Tickets for the event in the picturesque 18th Century parklands, located in the heart of Rotherham, go on general sale to fans on Fri 6 October 2023 at 10am.
The event is not only officially the biggest outdoor event to have taken place in the town, but the first time an artist has played to an audience in Clifton Park since glam legend, Marc Bolan brought T-Rex to play the bandstand in 1971. In a line drawn from their Kids Off The Estate song, the band pleased local fans with reference to the park by singing: “Nintendos came second hand and Clifton Park was Disneyland.”

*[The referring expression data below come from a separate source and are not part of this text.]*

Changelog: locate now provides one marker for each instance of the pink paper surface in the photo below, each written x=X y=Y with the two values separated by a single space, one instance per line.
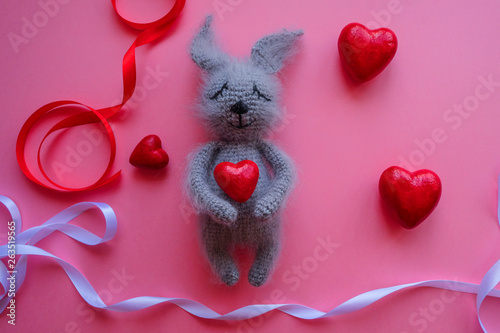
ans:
x=342 y=136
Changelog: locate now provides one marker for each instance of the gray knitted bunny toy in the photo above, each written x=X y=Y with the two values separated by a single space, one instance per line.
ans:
x=239 y=102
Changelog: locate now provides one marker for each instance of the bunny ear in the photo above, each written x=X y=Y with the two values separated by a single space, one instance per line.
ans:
x=271 y=52
x=204 y=52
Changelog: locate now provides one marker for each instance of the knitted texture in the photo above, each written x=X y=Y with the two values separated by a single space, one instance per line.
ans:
x=239 y=102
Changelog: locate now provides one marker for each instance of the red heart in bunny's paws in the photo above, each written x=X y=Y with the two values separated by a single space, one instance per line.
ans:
x=148 y=154
x=237 y=180
x=364 y=52
x=411 y=195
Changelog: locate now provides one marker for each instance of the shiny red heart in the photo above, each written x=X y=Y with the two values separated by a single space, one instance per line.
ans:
x=148 y=154
x=239 y=180
x=364 y=52
x=412 y=196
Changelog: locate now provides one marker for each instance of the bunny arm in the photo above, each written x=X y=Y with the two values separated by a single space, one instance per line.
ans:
x=269 y=204
x=206 y=200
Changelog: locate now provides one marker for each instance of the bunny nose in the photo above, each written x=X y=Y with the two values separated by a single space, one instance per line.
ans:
x=239 y=108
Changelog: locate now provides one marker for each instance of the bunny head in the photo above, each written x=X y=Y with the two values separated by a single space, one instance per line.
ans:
x=239 y=98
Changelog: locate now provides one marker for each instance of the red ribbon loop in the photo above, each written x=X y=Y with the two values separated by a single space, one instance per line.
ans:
x=150 y=32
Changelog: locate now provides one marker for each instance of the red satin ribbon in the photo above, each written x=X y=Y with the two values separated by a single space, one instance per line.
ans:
x=151 y=31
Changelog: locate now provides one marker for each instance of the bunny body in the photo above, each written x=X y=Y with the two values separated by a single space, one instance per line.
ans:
x=239 y=101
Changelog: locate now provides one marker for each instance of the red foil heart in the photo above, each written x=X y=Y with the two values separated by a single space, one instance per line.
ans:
x=364 y=52
x=148 y=154
x=239 y=180
x=412 y=196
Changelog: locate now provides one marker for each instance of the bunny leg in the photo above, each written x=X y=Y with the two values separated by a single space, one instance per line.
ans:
x=217 y=239
x=265 y=256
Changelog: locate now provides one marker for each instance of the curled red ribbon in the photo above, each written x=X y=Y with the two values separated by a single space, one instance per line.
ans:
x=150 y=32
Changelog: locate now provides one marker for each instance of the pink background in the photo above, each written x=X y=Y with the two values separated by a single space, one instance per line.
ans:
x=340 y=135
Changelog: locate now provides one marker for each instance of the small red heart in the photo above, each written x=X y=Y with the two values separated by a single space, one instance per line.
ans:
x=411 y=195
x=364 y=52
x=237 y=180
x=148 y=154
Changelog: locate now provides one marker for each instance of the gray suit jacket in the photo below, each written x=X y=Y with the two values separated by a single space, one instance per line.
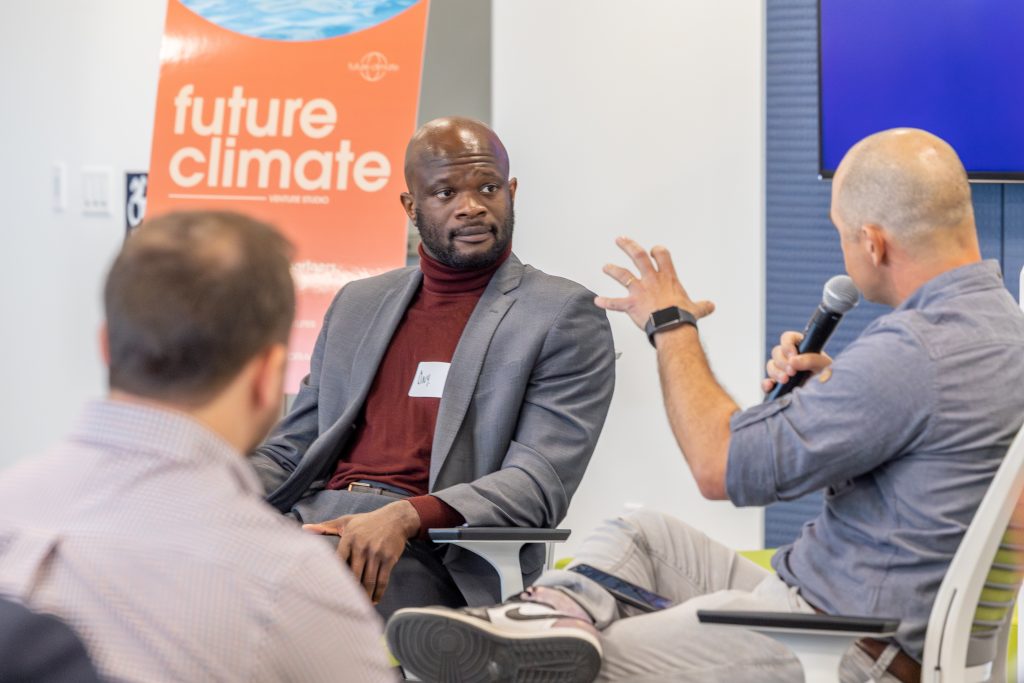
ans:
x=524 y=401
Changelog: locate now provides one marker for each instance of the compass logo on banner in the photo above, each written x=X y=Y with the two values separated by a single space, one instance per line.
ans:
x=373 y=67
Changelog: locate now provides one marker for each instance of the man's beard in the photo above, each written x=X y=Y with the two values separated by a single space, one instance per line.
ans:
x=443 y=248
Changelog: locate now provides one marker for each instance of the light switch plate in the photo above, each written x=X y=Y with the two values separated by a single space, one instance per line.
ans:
x=96 y=189
x=59 y=188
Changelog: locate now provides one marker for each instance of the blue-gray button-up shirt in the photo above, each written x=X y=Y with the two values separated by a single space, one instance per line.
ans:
x=905 y=437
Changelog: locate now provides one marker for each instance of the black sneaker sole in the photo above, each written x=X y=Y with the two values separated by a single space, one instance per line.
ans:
x=449 y=647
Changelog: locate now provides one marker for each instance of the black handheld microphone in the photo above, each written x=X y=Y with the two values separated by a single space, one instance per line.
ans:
x=839 y=296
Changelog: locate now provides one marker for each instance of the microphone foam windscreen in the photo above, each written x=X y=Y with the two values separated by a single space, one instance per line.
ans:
x=840 y=294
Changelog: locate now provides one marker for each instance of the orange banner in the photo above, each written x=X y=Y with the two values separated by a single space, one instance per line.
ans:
x=307 y=134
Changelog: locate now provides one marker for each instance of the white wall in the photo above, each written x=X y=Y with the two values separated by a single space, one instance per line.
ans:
x=639 y=118
x=643 y=119
x=78 y=85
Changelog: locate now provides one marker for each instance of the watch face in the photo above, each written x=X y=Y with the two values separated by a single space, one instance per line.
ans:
x=670 y=314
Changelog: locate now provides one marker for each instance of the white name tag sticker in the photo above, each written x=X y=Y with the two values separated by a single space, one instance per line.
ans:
x=429 y=380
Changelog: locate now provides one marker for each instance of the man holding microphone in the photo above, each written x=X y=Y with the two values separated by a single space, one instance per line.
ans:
x=904 y=431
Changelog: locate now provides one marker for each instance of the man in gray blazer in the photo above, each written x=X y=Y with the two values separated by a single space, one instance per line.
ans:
x=471 y=389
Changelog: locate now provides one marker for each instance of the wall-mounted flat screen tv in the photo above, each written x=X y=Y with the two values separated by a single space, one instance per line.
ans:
x=952 y=67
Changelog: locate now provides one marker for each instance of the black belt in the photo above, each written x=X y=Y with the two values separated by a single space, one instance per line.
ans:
x=361 y=487
x=903 y=667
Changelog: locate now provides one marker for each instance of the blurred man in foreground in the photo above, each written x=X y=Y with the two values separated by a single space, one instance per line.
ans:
x=144 y=529
x=905 y=433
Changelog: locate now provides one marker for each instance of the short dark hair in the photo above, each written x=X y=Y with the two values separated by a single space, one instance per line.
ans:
x=192 y=297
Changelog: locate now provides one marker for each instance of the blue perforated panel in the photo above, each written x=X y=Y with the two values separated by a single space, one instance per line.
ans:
x=802 y=249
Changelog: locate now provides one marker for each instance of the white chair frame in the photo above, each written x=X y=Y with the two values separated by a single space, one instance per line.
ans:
x=948 y=634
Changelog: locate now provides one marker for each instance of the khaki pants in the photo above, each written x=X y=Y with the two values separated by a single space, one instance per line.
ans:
x=673 y=559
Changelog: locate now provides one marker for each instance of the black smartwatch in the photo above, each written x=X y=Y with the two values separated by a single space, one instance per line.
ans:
x=667 y=318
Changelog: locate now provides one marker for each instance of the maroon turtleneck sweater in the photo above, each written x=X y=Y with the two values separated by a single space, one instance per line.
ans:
x=394 y=436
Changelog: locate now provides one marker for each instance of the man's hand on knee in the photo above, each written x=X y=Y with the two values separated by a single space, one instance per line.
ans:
x=373 y=542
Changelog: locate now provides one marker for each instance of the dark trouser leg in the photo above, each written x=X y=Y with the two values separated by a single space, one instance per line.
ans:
x=420 y=580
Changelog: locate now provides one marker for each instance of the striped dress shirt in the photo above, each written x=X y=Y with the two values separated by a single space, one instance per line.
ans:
x=146 y=534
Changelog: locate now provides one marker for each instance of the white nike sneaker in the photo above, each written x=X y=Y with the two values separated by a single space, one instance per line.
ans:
x=525 y=642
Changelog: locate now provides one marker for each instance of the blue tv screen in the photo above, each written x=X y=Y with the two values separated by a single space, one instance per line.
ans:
x=954 y=68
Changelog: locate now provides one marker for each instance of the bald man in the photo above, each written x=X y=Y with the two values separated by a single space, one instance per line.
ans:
x=904 y=431
x=469 y=389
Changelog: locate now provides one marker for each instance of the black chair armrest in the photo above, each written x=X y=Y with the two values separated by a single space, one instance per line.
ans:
x=857 y=626
x=500 y=534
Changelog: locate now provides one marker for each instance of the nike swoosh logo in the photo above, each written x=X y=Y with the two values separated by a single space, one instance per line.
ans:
x=516 y=614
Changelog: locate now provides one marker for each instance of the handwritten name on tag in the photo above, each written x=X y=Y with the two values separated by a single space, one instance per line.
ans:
x=429 y=380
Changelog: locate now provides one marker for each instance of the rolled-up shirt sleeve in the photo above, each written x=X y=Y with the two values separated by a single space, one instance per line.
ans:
x=876 y=402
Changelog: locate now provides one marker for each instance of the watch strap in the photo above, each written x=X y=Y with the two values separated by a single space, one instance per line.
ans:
x=668 y=318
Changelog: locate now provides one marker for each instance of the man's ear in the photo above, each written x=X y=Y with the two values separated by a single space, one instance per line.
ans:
x=876 y=243
x=104 y=344
x=268 y=378
x=409 y=204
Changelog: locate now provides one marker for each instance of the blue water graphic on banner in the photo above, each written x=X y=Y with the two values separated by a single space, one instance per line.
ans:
x=297 y=19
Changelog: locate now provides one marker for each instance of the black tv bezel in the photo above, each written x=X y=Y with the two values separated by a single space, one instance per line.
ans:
x=826 y=174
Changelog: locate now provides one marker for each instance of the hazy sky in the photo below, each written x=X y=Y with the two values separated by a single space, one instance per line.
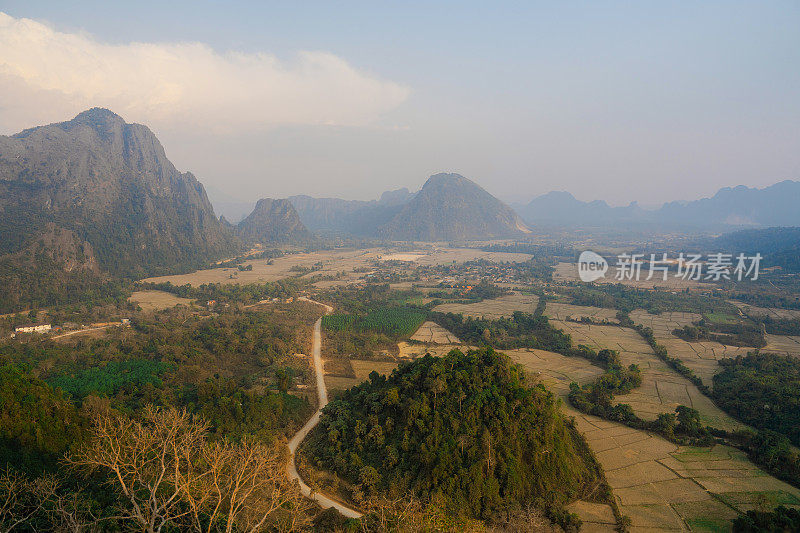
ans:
x=621 y=101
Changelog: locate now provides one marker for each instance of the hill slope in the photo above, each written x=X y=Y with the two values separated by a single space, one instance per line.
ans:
x=451 y=207
x=109 y=185
x=352 y=217
x=466 y=429
x=729 y=208
x=273 y=221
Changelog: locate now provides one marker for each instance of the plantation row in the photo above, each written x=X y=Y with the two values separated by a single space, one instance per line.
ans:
x=397 y=321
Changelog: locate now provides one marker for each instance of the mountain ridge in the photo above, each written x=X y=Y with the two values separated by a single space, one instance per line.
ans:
x=110 y=184
x=273 y=221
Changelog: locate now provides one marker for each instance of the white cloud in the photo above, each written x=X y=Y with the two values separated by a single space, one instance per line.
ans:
x=47 y=75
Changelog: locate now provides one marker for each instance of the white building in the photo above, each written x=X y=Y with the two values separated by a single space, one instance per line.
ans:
x=33 y=329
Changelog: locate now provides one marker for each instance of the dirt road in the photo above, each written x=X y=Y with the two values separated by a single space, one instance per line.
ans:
x=322 y=396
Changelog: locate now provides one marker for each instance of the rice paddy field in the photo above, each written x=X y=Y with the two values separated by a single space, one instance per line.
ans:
x=433 y=333
x=561 y=311
x=157 y=300
x=659 y=485
x=569 y=272
x=700 y=356
x=333 y=263
x=504 y=306
x=662 y=389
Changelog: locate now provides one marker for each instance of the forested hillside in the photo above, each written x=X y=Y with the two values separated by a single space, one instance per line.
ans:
x=467 y=430
x=93 y=198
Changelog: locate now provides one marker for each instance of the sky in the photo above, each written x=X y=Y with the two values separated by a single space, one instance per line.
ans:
x=619 y=101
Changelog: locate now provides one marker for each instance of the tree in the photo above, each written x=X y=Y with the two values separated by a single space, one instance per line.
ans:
x=169 y=475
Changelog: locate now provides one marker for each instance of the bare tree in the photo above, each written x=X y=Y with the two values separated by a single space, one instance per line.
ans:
x=169 y=474
x=149 y=462
x=18 y=500
x=246 y=488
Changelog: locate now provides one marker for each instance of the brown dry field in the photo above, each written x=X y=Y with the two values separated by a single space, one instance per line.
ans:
x=773 y=312
x=569 y=272
x=662 y=388
x=157 y=300
x=408 y=350
x=783 y=344
x=363 y=367
x=660 y=486
x=495 y=308
x=561 y=311
x=701 y=356
x=336 y=380
x=333 y=262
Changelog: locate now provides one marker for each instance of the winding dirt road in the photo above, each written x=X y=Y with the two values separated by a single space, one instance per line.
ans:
x=322 y=397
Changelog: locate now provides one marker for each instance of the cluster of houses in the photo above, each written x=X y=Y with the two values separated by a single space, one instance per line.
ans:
x=44 y=328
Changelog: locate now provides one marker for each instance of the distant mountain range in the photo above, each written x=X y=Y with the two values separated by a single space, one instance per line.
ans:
x=349 y=217
x=729 y=208
x=448 y=207
x=95 y=197
x=273 y=221
x=451 y=207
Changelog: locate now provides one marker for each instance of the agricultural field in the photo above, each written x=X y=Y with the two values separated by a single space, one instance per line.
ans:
x=662 y=486
x=792 y=314
x=662 y=388
x=341 y=374
x=433 y=333
x=555 y=371
x=783 y=344
x=701 y=356
x=331 y=263
x=659 y=485
x=494 y=308
x=156 y=300
x=569 y=272
x=409 y=350
x=561 y=311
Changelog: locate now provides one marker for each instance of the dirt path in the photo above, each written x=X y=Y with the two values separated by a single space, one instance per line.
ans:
x=322 y=397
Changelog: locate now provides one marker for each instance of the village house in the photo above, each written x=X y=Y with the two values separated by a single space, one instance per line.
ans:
x=41 y=328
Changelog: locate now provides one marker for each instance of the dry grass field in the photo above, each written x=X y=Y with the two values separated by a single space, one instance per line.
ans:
x=341 y=374
x=701 y=356
x=407 y=350
x=561 y=311
x=662 y=388
x=793 y=314
x=783 y=344
x=555 y=371
x=333 y=262
x=363 y=368
x=495 y=308
x=569 y=272
x=433 y=333
x=156 y=300
x=660 y=486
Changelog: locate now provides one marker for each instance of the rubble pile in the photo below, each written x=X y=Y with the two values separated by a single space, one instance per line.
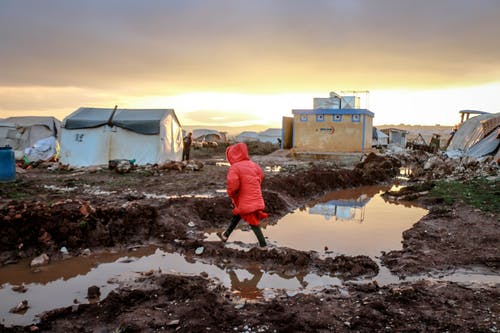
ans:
x=426 y=166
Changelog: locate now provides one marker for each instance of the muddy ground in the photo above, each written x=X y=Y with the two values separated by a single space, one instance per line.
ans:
x=101 y=209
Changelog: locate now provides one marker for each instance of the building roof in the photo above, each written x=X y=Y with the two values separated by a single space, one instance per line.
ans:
x=334 y=111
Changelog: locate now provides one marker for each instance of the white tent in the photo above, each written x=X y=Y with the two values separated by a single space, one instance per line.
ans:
x=247 y=136
x=271 y=135
x=94 y=136
x=207 y=135
x=22 y=133
x=476 y=137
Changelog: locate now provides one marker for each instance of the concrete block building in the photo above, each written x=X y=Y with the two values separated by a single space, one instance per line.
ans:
x=335 y=124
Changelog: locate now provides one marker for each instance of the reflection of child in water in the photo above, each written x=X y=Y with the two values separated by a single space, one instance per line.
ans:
x=248 y=287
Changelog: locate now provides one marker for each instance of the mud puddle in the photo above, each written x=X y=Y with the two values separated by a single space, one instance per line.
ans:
x=352 y=222
x=63 y=283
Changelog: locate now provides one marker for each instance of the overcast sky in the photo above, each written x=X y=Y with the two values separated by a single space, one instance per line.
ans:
x=58 y=55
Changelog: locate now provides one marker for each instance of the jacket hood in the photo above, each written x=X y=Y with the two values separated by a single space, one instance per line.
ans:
x=237 y=153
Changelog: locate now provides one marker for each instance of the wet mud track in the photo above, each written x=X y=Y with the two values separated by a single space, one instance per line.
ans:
x=162 y=302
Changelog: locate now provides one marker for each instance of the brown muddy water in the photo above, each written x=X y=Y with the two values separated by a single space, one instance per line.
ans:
x=350 y=222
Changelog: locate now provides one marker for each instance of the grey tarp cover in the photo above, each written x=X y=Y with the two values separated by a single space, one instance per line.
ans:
x=140 y=121
x=470 y=133
x=486 y=146
x=50 y=122
x=87 y=118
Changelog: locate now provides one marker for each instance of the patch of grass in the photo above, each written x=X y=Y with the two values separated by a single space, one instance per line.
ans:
x=479 y=193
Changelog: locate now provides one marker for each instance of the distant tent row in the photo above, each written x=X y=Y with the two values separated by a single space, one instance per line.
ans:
x=272 y=135
x=94 y=136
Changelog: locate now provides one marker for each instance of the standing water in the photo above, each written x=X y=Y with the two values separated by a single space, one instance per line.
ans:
x=350 y=222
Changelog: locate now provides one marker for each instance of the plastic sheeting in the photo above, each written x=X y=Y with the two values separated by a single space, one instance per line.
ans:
x=42 y=150
x=470 y=133
x=486 y=146
x=143 y=121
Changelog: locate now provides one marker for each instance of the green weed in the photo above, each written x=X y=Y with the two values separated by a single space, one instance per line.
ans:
x=479 y=193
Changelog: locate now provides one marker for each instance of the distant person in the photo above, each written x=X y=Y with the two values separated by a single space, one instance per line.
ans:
x=452 y=134
x=244 y=179
x=186 y=146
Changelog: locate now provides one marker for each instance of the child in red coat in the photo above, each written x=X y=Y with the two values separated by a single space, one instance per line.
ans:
x=244 y=180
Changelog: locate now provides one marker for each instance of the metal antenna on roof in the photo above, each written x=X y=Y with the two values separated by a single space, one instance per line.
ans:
x=358 y=92
x=110 y=120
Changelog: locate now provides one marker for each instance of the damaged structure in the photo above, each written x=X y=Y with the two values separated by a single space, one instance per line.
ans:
x=94 y=136
x=33 y=137
x=476 y=137
x=335 y=124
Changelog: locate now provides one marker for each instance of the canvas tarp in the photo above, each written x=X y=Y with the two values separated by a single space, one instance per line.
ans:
x=22 y=133
x=470 y=132
x=247 y=136
x=271 y=135
x=93 y=136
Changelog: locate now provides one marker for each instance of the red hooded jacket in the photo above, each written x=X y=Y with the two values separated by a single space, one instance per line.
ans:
x=244 y=180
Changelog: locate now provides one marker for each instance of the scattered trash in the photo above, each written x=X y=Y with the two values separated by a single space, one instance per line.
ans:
x=174 y=322
x=20 y=289
x=93 y=292
x=23 y=306
x=41 y=260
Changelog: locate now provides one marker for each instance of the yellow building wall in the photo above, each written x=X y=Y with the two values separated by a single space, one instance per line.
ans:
x=330 y=136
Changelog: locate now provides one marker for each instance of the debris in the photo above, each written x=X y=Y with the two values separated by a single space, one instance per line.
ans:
x=93 y=292
x=20 y=289
x=174 y=322
x=23 y=306
x=41 y=260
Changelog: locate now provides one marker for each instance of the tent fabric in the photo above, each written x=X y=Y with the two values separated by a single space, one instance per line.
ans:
x=24 y=132
x=203 y=134
x=270 y=135
x=87 y=118
x=144 y=135
x=140 y=121
x=247 y=136
x=51 y=123
x=486 y=146
x=470 y=133
x=143 y=121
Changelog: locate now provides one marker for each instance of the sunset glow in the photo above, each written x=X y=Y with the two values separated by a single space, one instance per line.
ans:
x=255 y=63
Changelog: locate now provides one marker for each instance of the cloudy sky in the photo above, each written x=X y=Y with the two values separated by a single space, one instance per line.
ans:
x=250 y=61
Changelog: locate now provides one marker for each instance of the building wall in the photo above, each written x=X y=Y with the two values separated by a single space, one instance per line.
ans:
x=343 y=135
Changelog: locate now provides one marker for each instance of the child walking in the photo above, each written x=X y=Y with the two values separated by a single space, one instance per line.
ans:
x=244 y=180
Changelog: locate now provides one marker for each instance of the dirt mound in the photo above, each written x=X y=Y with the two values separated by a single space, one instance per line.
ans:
x=191 y=304
x=447 y=238
x=33 y=227
x=318 y=179
x=284 y=259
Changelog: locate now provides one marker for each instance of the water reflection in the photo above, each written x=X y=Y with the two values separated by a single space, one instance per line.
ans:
x=310 y=227
x=56 y=286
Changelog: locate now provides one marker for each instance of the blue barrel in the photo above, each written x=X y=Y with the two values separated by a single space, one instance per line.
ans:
x=7 y=164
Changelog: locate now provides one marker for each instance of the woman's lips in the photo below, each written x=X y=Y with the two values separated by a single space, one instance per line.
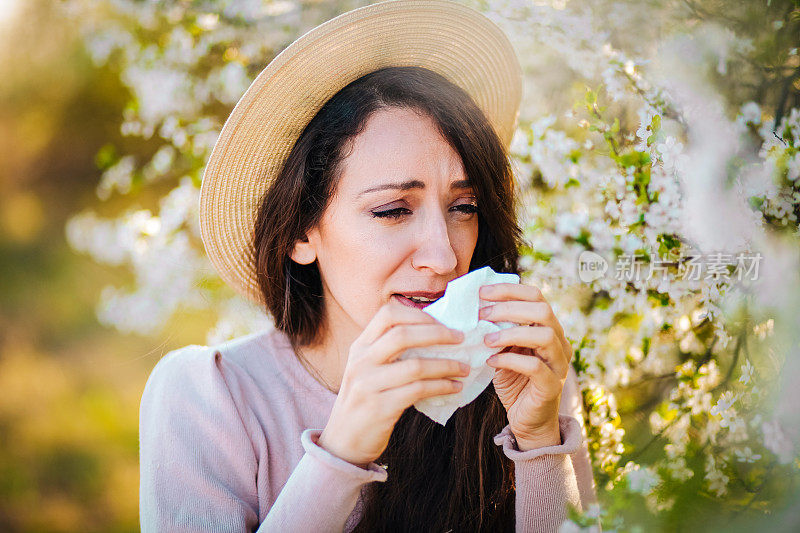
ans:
x=406 y=301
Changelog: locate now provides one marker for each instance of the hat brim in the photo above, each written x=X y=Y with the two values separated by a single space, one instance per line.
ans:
x=451 y=39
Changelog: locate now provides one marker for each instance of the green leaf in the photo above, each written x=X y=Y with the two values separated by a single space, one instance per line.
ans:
x=106 y=156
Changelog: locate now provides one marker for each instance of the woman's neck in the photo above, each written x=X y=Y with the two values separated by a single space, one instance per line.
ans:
x=328 y=360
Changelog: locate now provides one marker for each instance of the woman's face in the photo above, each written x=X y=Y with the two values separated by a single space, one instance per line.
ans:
x=402 y=220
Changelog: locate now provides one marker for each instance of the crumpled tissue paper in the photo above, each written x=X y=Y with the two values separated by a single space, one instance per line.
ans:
x=458 y=309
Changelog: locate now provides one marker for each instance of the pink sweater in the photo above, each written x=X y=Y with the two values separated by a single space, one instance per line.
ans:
x=228 y=443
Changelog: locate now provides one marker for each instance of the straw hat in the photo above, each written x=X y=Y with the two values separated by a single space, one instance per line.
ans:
x=449 y=38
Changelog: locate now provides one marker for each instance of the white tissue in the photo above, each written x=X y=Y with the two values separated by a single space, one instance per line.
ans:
x=458 y=309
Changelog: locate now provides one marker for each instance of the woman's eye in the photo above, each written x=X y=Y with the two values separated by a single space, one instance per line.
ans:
x=467 y=208
x=391 y=213
x=400 y=211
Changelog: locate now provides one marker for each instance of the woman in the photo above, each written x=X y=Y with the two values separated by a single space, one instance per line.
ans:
x=384 y=181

The Reyton’s latest convention-defying announcement follows last weekend’s glorious sold-out indoor ‘homecoming’ at Sheffield’s 12,500-capacity Utilita Arena, just one highlight of a current UK Tour across which the band has sold more than 40,000 tickets. Whilst fiercely independent, the four-piece’s aspirational, direct songwriting and memory-making live performances have quickly elevated them to their hard-won arena status, completing their remaining run of eleven dates at Hull’s Bonus Arena on Fri 3 November.
After rising to the challenge of reaching the top of the UK Official Album Chart in the New Year with their second album, What’s Rock And Roll? the band last week released the first new music from their hotly-anticipated follow-up in the form of new single Let Me Breathe. Whilst courting the inevitable music industry attention that success brings, The Reytons have chosen to release the much-anticipated follow up, and their third album, independently once again. Ballad Of A Bystander will be released on Fri 19 January 2024.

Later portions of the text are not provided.